I don’t know much about the reasons why a person may chose to self-harm, so when I ran across this book, the synopsis instantly grabbed me.
Charlotte Davis is seventeen-years-old and cuts her arms and legs in attempt to numb herself from her life. She doesn’t want to die and she’s not crying out for attention – she just doesn’t want to hurt anymore. Her whole life has been one devastating disappointment after another and cutting is the only thing that seemingly makes her feel like she has – at least a little bit of – control over herself and her life.
It is heartbreaking in it’s honesty. It is raw and emotionally taxing. But it is also hopeful. Glasgow gives her characters a chance to come out – not fixed – but mended, in the end. In the face of utter loneliness, I closed the book feeling like they had a chance to finally know happiness and after all the things we learned, I needed that sense of hope and closure.

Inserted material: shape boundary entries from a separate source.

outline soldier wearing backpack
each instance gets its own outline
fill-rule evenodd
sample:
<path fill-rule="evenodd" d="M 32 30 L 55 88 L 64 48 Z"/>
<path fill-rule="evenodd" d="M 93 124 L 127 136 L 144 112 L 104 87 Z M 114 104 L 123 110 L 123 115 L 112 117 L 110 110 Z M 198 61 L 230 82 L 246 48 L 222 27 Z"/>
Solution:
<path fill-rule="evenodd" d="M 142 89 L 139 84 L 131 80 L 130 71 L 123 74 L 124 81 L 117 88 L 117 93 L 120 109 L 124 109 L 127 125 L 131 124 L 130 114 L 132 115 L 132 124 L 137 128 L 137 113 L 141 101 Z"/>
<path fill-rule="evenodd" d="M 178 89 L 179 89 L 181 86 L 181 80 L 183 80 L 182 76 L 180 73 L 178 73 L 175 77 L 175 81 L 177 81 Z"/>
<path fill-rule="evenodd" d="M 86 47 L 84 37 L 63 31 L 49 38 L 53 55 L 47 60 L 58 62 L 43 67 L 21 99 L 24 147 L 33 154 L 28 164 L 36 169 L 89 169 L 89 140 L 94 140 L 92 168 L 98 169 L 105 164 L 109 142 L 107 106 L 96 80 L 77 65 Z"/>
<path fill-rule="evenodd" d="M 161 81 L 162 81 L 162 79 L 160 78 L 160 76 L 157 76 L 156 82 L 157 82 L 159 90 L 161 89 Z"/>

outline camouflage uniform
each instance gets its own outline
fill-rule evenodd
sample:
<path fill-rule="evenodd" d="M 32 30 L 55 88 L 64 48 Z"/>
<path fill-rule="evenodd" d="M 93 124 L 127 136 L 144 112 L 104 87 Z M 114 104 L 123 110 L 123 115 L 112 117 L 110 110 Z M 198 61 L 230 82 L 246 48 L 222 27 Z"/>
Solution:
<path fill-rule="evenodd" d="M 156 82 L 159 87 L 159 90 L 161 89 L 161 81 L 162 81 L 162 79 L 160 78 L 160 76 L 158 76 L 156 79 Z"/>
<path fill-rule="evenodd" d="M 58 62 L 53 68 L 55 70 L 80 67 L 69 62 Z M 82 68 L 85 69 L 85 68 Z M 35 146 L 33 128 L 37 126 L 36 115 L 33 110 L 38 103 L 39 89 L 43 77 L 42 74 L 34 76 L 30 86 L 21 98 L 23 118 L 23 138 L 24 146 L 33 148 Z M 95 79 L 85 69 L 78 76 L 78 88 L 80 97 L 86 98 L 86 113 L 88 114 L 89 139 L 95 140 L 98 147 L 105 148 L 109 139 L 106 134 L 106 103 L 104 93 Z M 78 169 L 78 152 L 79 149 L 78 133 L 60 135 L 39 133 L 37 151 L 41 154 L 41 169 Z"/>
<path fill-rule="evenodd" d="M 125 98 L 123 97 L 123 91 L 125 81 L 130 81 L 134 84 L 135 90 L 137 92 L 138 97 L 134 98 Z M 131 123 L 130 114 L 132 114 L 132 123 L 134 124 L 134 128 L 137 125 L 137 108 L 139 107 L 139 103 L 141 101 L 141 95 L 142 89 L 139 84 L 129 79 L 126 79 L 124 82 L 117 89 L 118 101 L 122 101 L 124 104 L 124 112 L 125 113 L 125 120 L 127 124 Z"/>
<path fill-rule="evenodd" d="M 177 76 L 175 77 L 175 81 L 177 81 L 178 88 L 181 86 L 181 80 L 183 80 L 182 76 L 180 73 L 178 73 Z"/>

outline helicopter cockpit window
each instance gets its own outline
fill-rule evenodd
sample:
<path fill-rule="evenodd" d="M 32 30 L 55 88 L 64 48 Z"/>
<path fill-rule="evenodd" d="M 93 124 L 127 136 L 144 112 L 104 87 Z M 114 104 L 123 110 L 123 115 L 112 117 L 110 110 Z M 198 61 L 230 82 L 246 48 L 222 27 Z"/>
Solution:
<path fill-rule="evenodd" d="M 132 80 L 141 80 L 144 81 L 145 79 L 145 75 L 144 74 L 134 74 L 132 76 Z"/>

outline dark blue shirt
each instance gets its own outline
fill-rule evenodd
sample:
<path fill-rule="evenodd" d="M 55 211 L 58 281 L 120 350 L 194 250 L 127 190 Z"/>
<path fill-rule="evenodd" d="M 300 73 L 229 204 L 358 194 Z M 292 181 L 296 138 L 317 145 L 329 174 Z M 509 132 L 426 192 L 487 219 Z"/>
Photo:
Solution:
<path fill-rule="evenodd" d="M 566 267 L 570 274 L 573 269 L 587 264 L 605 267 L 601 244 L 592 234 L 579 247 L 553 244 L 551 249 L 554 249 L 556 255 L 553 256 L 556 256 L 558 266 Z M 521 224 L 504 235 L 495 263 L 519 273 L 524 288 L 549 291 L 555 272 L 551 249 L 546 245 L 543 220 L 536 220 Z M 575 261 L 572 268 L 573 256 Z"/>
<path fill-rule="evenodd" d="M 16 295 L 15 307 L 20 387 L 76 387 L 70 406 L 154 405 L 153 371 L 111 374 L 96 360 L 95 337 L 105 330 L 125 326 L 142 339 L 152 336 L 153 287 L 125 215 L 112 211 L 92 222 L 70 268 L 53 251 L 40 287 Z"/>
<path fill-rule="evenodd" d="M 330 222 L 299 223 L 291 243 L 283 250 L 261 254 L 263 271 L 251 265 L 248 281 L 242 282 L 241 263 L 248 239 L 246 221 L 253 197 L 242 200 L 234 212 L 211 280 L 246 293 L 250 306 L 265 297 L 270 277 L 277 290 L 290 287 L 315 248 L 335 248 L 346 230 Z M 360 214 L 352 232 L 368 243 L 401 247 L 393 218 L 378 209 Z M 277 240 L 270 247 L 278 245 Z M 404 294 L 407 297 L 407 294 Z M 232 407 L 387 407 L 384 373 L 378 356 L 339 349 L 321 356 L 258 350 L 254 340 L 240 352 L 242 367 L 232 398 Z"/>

There are several trigger warnings; specifically, triggers for self-harm / addiction / homelessness / absentee parents / death of a parent.
That may be one of the only things I didn’t like about the book. Glasgow presents so many different challenges for her characters that it felt, at times, overwhelming and almost like she was packing too much into the story. However, I didn’t find that it made the story any less believable.
The writing could be criticized as choppy and too quick, but I enjoyed the author’s style and thought it lent itself well to the mind of a lost seventeen-year-old.
After I had finished the book, I wanted that hope and happiness for I felt for Charlotte and truly prayed she had finally found a version of herself she could be kind to. She was far braver than I ever would have been if given her circumstances, I found myself cheering Charlotte on from the sidelines!